Aquella nueva Roosevelt se entregó a una incansable vida pública desde mediados de los años treinta hasta incluso después de la muerte de su esposo, 1945, una época que el país intentaba ponerse en pie frente a la crisis económica y la Segunda Guerra Mundial.

Y no sólo sentó cátedra con su actitud, sino que pasó a la historia por ser la primera en comparecer en frecuentes ruedas de prensa, viajar por el país a mítines y actos políticos, y expresar sus opiniones con elegancia en su columna diaria "My Day" (Mi día), publicada en varios periódicos.

"Tan solo Hillary Clinton se ha implicado tanto en política y ha sido tan activa. Tal vez sea la segunda en este sentido después de Roosevelt", opina la historiadora que ha analizado discursos y campañas de Primeras Damas en su libro "The President's Partner" ("La compañera del presidente)".

Algunas se dedicaron a causas de gran trascendencia, como la reforma de salud de la que Clinton fue y es una firme defensora, o el "no a las drogas" de Nancy Reagan.

Otras han preferido encabezar campañas menos controvertidas como Laura Bush y su promoción de la lectura, o la propia Kennedy que se dedicó a renovar la Casa Blanca y abrió las nuevas y acogedoras estancias al público en unos paseos televisados por su interior.

MICHELLE OBAMA, “TODAVÍA EVOLUCIONANDO”. Para la historiadora, el papel de Obama, una exitosa abogada educada en la elitista Harvard, "está todavía evolucionando" mientras batalla contra la obesidad infantil.

De ella la historiadora esperaba más implicación tras involucrarse en la campaña electoral de su marido, pero cree que se ve todavía condicionada por "dos jóvenes muchachas", sus hijas, a las que cuida con celo, empeño y preocupación.
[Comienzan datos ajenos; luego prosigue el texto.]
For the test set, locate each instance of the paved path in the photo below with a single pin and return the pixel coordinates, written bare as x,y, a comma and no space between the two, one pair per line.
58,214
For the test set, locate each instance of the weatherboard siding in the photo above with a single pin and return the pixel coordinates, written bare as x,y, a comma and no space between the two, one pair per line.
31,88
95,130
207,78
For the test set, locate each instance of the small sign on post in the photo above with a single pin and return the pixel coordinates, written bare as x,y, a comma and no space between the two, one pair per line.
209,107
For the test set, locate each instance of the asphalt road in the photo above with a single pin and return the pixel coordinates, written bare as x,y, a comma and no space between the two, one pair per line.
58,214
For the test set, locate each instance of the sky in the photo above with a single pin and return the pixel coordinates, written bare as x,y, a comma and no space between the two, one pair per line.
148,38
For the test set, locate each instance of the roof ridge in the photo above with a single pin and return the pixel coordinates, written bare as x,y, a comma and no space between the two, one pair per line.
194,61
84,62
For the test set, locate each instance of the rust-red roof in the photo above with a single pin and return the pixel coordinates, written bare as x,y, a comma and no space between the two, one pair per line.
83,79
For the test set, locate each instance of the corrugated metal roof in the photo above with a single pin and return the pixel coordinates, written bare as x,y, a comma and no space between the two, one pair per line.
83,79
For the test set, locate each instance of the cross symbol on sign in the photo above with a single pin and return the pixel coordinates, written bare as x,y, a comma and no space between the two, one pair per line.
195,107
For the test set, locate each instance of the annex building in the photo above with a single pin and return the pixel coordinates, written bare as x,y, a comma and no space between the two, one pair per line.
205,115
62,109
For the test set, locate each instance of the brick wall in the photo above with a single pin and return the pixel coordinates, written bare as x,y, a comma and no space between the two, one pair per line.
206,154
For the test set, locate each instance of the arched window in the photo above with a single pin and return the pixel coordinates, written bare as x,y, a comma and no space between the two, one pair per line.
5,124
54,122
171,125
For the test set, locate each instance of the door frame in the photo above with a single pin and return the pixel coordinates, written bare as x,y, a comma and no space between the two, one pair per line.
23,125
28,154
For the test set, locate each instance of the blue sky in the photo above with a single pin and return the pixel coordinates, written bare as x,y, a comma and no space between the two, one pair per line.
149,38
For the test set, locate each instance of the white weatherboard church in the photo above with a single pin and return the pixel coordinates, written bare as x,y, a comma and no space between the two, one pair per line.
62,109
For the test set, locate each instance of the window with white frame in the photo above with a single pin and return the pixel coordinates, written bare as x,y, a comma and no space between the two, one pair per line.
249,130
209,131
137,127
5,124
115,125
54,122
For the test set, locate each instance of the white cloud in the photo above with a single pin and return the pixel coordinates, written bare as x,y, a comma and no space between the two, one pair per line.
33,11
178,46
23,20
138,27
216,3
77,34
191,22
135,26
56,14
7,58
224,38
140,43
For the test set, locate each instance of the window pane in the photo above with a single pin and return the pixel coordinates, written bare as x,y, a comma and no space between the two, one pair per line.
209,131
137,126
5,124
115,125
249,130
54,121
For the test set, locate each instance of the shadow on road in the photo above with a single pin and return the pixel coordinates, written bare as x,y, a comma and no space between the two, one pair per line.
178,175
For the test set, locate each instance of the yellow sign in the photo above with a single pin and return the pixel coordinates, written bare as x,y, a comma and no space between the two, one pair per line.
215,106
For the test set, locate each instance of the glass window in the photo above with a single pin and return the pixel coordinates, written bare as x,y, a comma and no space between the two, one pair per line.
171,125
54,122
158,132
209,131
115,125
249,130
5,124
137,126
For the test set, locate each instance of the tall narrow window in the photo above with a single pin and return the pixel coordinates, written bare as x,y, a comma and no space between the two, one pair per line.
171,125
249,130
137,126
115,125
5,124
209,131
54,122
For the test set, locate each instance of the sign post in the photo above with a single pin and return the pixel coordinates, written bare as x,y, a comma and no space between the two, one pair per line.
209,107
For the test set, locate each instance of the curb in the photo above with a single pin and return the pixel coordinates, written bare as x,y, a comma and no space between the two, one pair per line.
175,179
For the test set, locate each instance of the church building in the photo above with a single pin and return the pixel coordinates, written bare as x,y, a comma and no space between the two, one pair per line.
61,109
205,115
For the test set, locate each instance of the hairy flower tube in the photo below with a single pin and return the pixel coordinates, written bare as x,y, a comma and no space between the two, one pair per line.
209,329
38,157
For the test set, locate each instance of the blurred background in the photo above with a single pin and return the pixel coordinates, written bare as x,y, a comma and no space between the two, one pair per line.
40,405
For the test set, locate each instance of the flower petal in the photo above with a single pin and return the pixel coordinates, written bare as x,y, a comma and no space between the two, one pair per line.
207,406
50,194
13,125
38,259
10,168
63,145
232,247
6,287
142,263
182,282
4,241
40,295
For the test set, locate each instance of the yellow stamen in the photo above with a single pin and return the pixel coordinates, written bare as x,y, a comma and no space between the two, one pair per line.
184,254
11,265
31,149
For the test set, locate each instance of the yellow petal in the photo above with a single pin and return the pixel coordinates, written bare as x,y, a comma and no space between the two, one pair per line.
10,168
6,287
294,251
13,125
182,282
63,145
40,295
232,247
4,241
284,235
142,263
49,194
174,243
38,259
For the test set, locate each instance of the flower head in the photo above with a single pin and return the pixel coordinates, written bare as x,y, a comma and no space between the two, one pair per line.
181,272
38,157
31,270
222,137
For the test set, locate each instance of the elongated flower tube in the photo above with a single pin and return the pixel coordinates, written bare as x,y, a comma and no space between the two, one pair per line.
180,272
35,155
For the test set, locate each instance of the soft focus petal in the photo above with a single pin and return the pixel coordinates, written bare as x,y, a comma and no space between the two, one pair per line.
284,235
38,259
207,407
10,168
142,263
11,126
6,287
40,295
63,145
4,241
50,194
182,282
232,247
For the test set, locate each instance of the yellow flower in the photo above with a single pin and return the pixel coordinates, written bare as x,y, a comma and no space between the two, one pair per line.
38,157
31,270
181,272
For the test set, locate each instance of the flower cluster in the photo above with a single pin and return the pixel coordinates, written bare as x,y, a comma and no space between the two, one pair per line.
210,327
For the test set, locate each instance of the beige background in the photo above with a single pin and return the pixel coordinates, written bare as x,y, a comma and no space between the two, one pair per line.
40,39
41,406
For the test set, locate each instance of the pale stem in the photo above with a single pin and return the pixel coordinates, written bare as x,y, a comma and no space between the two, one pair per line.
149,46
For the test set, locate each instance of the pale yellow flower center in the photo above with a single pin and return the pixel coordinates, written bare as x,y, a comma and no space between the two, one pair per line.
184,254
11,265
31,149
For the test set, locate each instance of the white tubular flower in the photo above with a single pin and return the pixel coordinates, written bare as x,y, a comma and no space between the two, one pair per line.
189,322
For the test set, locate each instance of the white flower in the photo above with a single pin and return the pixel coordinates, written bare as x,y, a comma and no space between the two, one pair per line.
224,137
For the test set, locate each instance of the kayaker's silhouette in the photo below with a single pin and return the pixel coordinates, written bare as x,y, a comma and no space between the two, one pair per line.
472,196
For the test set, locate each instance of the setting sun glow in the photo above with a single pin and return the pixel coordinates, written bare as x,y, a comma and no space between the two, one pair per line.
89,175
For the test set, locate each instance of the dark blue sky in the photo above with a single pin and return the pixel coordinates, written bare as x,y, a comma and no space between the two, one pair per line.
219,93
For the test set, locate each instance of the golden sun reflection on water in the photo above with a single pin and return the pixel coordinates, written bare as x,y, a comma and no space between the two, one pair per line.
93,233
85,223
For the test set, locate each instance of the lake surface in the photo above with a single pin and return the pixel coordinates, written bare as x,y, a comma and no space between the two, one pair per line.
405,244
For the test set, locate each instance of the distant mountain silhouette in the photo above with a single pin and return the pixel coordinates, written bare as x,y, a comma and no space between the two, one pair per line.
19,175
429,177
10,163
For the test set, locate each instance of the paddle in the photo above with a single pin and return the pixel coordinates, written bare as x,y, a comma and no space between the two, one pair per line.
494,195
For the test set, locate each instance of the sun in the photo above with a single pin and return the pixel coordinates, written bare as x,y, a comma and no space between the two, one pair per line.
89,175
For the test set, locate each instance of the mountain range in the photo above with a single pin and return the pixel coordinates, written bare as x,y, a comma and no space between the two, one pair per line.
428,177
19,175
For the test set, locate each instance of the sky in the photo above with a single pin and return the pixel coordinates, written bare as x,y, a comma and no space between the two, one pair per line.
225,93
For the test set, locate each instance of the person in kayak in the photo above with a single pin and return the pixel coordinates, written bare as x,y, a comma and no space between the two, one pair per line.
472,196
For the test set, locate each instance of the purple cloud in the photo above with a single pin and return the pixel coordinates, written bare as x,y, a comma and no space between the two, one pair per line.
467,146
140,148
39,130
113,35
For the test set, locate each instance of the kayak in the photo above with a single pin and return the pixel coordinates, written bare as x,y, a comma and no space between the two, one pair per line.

Y tal vez por eso sea comprensible un comentario como el desmentido, sobre todo tras el intrusismo de los medios de comunicación en sus vacaciones en España, que tanto revuelo causaron en EE. UU., o la obsesión y admiración de su fotografiado estilo a la hora de vestir.

¿Lo viviría igual un Primer Caballero? Gutin reconoce que lo duda, pero señala que para responder habrá todavía que esperar al menos unos cuantos años.